Jack McDevitt, |
Nearly a decade ago, Jack McDevitt published a novel titled The Engines of God, a wonderfully exciting space opera that convinced me this was an author to watch. As Stephen King has said, "Jack McDevitt is that splendid rarity, a writer who is a storyteller first and a science fiction writer second." Since the publication of The Engines of God, McDevitt has crafted stories that run the gamut of science fiction themes from time travel to post-apocalypse. But in the selection of books I managed to read in the intervening years, Ancient Shores, Eternity Road and his short fiction collection Standard Candles, I never found the intense spark that so captured my imagination in The Engines of God. That is, until I read Infinity Beach.
Infinity Beach is set on the planet Greenway, one of nine worlds humanity has settled. It tells the tale of Dr. Kimberly Brandywine, an astrophysicist whose career has strayed as a result of her talent for PR and fundraising. Brandywine has been busy championing an ambitious project known as Beacon. The plan is to explode a series of three stars in such a way that an alien observer will know this to be an artificial event, the product of a technologically advanced society, a signal of a desire for contact. Humanity has thus far failed to uncover any sign of a celestial race, has in fact failed to find even a trace of life anywhere it has managed to explore. And hope of ever encountering an alien intelligence is waning.
The quest for a first contact is a Brandywine family obsession. Kim's sister Emily disappeared and is presumed to have died immediately following her return from a failed mission to explore nearby star systems likely to harbor life. Or was the Hunter mission a failure? An old teacher and friend of Kim's raises the disturbing possibility that the crew of the Hunter covered up the biggest scientific discovery of the age. And so the quest for the truth is launched.
In Kim Brandywine, McDevitt has created a superb central character.

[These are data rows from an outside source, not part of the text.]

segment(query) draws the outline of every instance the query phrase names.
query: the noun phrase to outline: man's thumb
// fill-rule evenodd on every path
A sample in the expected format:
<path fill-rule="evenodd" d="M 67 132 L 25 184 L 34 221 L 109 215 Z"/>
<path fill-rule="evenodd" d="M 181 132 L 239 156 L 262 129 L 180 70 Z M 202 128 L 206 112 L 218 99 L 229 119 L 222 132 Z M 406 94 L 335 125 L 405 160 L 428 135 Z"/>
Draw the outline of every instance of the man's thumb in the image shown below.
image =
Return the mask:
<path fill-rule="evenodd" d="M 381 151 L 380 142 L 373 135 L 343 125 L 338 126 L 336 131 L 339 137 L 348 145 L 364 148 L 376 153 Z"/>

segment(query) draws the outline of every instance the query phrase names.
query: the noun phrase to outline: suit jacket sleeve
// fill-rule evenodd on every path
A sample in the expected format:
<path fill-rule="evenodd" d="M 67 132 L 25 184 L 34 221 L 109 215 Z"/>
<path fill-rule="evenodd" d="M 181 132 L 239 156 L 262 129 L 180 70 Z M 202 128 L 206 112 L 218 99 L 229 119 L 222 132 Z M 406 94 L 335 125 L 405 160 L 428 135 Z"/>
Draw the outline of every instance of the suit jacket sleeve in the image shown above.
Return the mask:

He's given her drive and ambition, qualities that have been stymied as a result of the unsatisfying twists her career has taken. He's also given her a nicely balancing sense of fatalistic pessimism. Brandywine is a fully realized character around whom McDevitt spins a plot that tests her resolve, stamina and integrity. It's a plot with plenty of action and adventure but it doesn't devolve into the sort of gratuitous violence that too many authors depend on to propel their space operas. There's a strong cast of supporting characters and enough worldbuilding and history to lift Greenway off the page as much more than a simple backdrop. And, perhaps most remarkably, McDevitt has done all this in less than 450 pages. No small feat.
Since Infinity Beach McDevitt has produced several more well received novels (DeepSix in 2001, Chindi in 2002) so I think it's time to head off to the book store to catch up on my reading.